Demon blood, like the nephilim, sent a tremor through me and not only did I see, I felt her life. Monstrous, deceitful, and merciless. In my mind I saw a void of black, a dimension of eternal nothingness, then a spark of a thought, and finally her. What I felt was her presence shifting from nothing to physical, filled with anger from having to rely on a mortal to come into existence. So to exist a demon relies on mortals to acknowledge their presence, but once the mortal dies then the demon can no longer take physical form and shifts back into incorporeal. But with the veil shifted, many were seizing the opportunity to plough forth into the physical reality of men. With the chaos, the darkness growing in the hearts of man, their hate manifesting as wraiths, the demons had seized that energy, that hatred, and rode it like a wave into the twenty-first century.
I released my grasp and stumbled backwards to the ground, my body searing with burning liquid and her life flashing before me. In my haze I saw a great bright flash of green light and felt a tremor but, as darkness closed in on me, one piece of knowledge slammed into me. How to kill a demon.
Killing Demons
Anthony
“What happened to me? Her blood?”
“Yes,” Marcus spoke. He got up and walked to me, ushering the others out looking concerned.
“Tell me of Lucius,” I asked.
“Lucius is young for a demon, but he has the energy of a thousand minds made manifest by the realization of his being. He is physical to be sure, but if you don’t acknowledge his existence, he cannot be in your reality. That’s why he would be grateful to Aaron. Aaron made you aware of him and thus, he now exists in your reality.”
Everything fell silent, I was too stupefied to speak. Why the fuck did Aaron do that?
I knew I’d kill him, that demon. I lay back and shut my eyes. Prickling and burning sensations ran through my body, no doubt from the nephilim and demon blood. I guessed I should be more careful in the future.
“Try and rest. You have pushed yourself too far this time. Yes, we know you can go further than most, but none has drunk the blood of a demon. Please stop drinking blood of creatures you know nothing about. You will get yourself killed or worse,” Marcus sniggered.
I could believe him. My head was spinning and all I wanted to do was sleep. But every time
I closed my eyes my head only seemed to spin faster. I remembered hating that feeling as a mortal. It seemed worse now.

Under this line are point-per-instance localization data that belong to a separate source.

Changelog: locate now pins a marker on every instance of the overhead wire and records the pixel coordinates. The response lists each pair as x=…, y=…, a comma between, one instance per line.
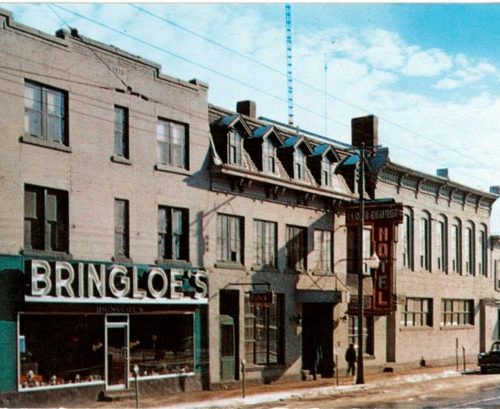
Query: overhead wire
x=210, y=69
x=249, y=58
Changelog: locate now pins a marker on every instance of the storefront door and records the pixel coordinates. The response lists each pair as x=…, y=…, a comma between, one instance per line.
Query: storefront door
x=117, y=361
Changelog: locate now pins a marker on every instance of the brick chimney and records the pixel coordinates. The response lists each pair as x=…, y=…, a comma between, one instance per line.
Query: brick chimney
x=364, y=130
x=247, y=108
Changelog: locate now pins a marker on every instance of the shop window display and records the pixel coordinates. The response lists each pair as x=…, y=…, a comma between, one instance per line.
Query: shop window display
x=162, y=344
x=60, y=349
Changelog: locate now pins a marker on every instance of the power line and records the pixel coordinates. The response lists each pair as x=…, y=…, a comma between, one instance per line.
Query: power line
x=433, y=141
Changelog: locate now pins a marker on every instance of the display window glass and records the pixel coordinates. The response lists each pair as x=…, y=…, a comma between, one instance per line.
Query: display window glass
x=60, y=349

“What could be worse than death?”
Marcus grunted in surprise. “Well, let me think. Living a life in purgatory as a strange ghoul type being, being neither alive nor dead and having no control over your destiny? Will that do? Is that worse?”

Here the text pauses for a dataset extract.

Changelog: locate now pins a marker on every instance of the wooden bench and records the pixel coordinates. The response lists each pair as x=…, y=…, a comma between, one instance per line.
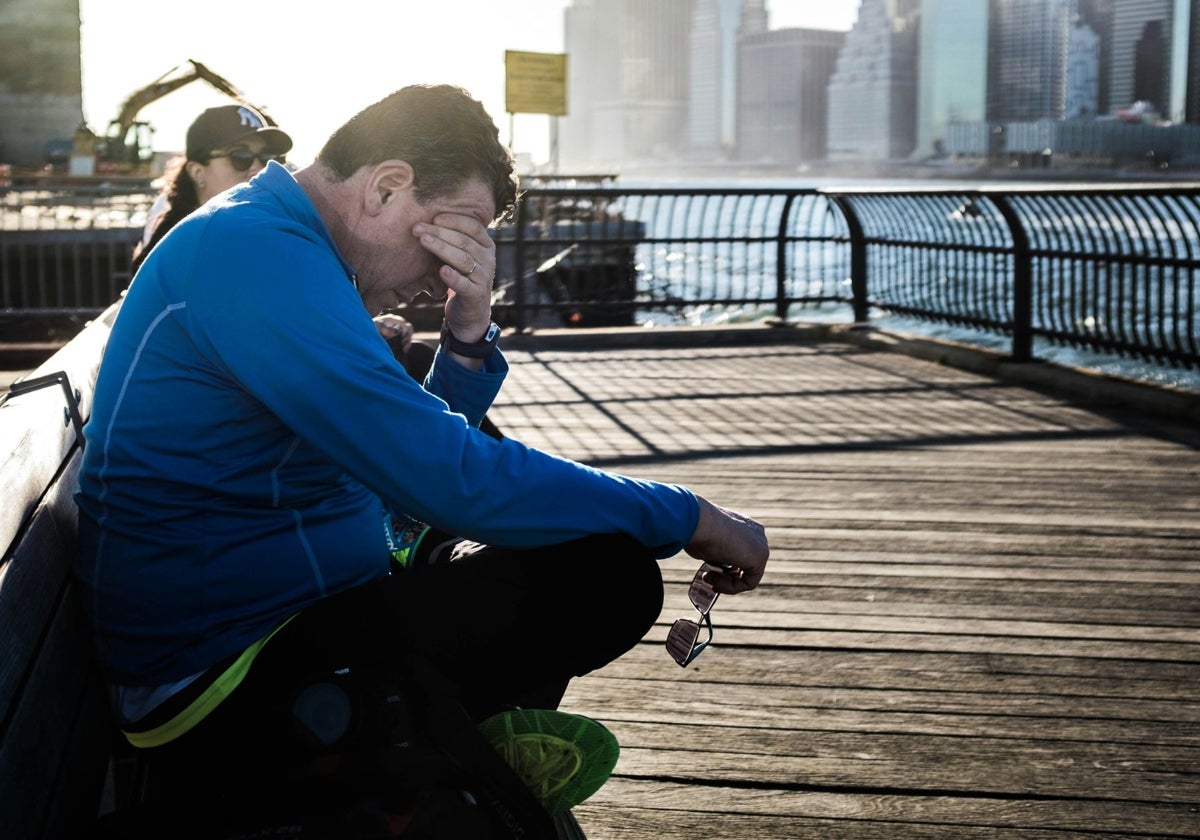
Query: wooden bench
x=55, y=730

“Maybe not if I felt better as a ghoul!”
Acacius had come to see me. He was unblemished by what was occurring and he appeared unfazed by it, though I doubt he really was. His manner was annoyingly calm and sarcastic. He never participated in anything ungodly, unlike the rest of us. I had a gut feeling that would be his saving grace, and possibly my undoing.

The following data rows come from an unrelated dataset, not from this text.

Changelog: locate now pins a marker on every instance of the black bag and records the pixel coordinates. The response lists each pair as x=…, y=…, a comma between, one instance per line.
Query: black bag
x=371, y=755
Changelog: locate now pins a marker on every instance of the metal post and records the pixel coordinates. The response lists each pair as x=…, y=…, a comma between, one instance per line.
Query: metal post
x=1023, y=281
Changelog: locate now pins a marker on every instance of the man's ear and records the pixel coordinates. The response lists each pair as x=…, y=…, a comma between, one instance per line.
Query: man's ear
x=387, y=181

“I like being around you and Anthony. You’re always in the thick of the action. Killing a nephilim after drinking his blood! I should kill you, you know. But I won’t. Dominic—the one you killed—had fallen from the path and death was his own making. But you! I am afraid for your soul, Anthony. You have fallen so far!”
“Acacius, I am weary and I don’t care what you think. My soul? It’s a bit late for that! My soul was lost the moment I first stole blood and killed an innocent. And yet, I am still here, damned or not. Why did you come here? To see, to feel perhaps? Feeling is something you never allow yourself to do.”
“I do feel, Anthony, but I don’t need to live my life in such an extravagantly debauched way as you do. I know... Vampires, act first, think later. Isn’t that your motto?” he snapped.
I was annoyed that he came into my home to criticize me. He picked up on this and paused, looking out of the window at the dirty, busy road below and the grim cloudy weather. Then he turned to me and said, “So, the female demon; how was she?”
“How would you know that?” Unable to curb my fascination, I asked, my voice raised, “And how do you know so much about me? And why do you care?”